Here, $I_0$ is the background signal, while $I_c$ and $I_s$ are signals from the region of the target illuminated by the cosine and sine components of the grid. It is also shown that an in-focus image of the plane of interest could be reconstructed using the equation:

 $I_p = (I_c^2 + I_s^2)^{0.5}$

This can be achieved by acquiring three separate images under the grid illumination conditions, rotating the grid by 60° between each acquisition. The desired 2D image can then be reconstructed using the equation:

 $I_p = ((I_1 - I_2)^2 + (I_1 - I_3)^2 + (I_2 - I_3)^2)^{0.5}$

This creates a 2D image containing only information from most focused region of the grid illumination pattern. If this pattern is created using a light sheet, the sheet can then be scanned in the axial direction to generate a full 3D reconstruction of a sample. The primary drawback of using this approach for reducing background signal is that it ultimately relies on subtracting out the shared background signal between two images. Some in-focus signal will inevitably be subtracted alongside the background haze. This will result in an overall reduction of signal, which can be detrimental in low-signal fluorescent imaging. Nevertheless, this technique is the most common use of SI-LSM and has shown improved axial resolution over LSM alone.
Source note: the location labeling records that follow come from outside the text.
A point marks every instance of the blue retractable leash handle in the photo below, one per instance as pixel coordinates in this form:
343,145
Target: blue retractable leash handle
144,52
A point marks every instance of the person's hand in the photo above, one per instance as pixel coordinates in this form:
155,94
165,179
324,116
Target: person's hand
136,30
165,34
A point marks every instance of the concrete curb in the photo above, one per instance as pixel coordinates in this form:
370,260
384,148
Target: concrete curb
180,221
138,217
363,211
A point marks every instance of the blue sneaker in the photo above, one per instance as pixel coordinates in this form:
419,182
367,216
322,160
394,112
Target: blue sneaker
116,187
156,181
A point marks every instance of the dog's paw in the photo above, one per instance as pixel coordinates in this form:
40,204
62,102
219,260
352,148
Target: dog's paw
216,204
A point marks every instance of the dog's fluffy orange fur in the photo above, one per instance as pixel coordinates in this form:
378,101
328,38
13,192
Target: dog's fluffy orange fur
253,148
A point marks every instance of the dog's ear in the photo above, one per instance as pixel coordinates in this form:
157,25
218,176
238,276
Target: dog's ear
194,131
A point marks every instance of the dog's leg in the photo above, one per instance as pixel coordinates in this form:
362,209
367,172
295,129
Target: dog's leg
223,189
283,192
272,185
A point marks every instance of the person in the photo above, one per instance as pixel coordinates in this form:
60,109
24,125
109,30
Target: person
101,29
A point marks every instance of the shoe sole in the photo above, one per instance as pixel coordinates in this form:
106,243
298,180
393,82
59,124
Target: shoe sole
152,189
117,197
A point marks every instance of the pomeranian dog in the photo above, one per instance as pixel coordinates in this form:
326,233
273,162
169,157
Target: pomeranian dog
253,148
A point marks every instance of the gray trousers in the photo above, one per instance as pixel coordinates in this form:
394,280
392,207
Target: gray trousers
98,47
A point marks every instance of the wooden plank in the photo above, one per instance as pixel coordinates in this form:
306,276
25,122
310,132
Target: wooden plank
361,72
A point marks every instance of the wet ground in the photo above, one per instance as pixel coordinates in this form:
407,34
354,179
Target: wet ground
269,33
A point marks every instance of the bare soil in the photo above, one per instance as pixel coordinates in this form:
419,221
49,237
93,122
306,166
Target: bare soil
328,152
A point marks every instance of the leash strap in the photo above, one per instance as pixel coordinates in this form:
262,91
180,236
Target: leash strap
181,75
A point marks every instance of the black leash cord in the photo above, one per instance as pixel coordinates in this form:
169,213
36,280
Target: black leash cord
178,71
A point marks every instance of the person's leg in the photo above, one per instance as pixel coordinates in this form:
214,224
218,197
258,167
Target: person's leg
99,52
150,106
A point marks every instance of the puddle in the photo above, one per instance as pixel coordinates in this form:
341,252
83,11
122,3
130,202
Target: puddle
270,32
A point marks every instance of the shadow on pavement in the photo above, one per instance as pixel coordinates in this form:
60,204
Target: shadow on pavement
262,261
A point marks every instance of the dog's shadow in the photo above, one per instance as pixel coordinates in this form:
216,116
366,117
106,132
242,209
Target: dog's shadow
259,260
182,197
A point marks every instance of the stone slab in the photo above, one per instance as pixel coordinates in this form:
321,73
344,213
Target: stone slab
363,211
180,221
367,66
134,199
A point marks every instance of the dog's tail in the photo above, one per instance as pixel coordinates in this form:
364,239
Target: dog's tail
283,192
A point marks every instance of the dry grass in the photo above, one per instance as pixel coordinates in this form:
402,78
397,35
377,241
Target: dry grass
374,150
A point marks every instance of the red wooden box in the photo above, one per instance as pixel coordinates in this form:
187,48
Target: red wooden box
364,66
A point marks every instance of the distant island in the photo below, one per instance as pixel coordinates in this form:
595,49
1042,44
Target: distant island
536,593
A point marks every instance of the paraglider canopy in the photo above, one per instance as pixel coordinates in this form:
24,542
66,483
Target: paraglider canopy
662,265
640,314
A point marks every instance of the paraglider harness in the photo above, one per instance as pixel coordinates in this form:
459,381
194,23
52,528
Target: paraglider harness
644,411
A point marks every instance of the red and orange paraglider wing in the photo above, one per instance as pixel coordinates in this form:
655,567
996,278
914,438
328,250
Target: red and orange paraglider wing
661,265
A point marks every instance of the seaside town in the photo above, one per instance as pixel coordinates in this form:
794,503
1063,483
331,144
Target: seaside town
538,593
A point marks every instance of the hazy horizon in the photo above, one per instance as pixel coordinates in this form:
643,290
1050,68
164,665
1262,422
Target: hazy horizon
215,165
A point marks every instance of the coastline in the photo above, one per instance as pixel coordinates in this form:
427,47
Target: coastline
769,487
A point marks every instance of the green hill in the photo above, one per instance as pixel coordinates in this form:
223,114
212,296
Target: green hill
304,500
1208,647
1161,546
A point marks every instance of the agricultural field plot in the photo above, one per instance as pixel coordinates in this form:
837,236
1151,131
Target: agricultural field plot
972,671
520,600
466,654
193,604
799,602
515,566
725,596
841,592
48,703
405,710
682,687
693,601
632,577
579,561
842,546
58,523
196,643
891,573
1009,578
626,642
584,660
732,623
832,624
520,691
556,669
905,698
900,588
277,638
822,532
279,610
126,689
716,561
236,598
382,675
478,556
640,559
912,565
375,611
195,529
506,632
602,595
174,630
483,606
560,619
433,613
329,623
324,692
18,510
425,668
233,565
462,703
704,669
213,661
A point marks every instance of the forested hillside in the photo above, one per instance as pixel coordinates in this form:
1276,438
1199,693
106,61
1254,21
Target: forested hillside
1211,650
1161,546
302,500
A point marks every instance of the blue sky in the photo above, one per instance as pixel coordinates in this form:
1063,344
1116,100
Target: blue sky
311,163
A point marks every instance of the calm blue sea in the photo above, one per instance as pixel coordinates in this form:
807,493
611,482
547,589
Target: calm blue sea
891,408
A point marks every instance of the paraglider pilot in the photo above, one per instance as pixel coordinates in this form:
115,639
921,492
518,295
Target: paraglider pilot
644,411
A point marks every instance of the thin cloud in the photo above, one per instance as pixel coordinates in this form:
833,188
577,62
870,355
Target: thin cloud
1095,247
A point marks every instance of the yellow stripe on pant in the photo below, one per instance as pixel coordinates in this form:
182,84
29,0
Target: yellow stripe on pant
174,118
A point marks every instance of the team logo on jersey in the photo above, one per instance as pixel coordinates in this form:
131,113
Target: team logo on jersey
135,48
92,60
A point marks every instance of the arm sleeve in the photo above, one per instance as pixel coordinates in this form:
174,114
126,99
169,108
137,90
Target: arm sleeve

=== Super-resolution SI-LSM ===
Super-resolution SI-LSM (SR-SI-LSM) uses the techniques from 2D or 3D SIM while using a light sheet as the illumination source to achieve the spatial resolution of SIM alongside the depth independent imaging and low photobleaching of LSM. In the most common application, a light sheet is used to create a 1D sinusoidal pattern at a single plane of the 3D target sample. The pattern is then rotated multiple times at this single plane to acquire enough images for a high resolution 2D reconstruction. The light is scanned in the axial resolution and the process is repeated until there are enough 2D images for a full 3D reconstruction. In general, this approach demonstrates not only improved resolution but also improved SNR over OS-SI-LSM, because no information is discarded in the reconstruction. In addition, although the theoretical resolution for SR-SI-LSM is slightly lower than 3D SIM, in depths >10 um this technique shows improved performance over 3D SIM due to the depth-independent focusing of illumination light characteristic of LSM.

== Implementation ==
A major challenge in SI-LSM is engineering systems which are physically capable of generating structured patterns in light sheets. The three main approaches for accomplishing this are using interfering light sheets, digital LSM, and spatial light modulators.

With interfering light sheets, two coherent counterpropagating sheets are sent into the sample. The interference pattern between these sheets creates the desired illumination pattern, which can be rotated and scanned using rotating mirrors to deflect the sheets. Additional flexibility can be added by using digital light-sheet microscopy to generate the illumination patterns. In digital LSM, the light sheet is created by rapidly scanning a laser beam through the sample. This allows for fine control over the specific illumination pattern by modulating the intensity of the laser as it scans. This technique has been used to create systems capable of multiple types of light sheet microscopy in addition to SI-LSM. Finally, spatial light modulators can be used to electronically control the light patterns, which has the advantage of allowing for very fine control of and fast switching between patterns.

In addition, much of the recent work around SI-LSM focuses on combining the approach with other techniques for deep imaging in biological tissues. For instance, a 2021 paper demonstrated the use of SI-LSM with NIR-II illumination to improve resolution of transcranial mouse brain imaging by ~1.7x with a penetration depth of ~750 um and almost 16x improvement in the signal to background ratio. Other promising directions include combining SIM with other techniques for shaping the light sheets in LSM, combining SI-LSM with two-photon excitation, or using non-linear fluorescence to further push the resolution limits.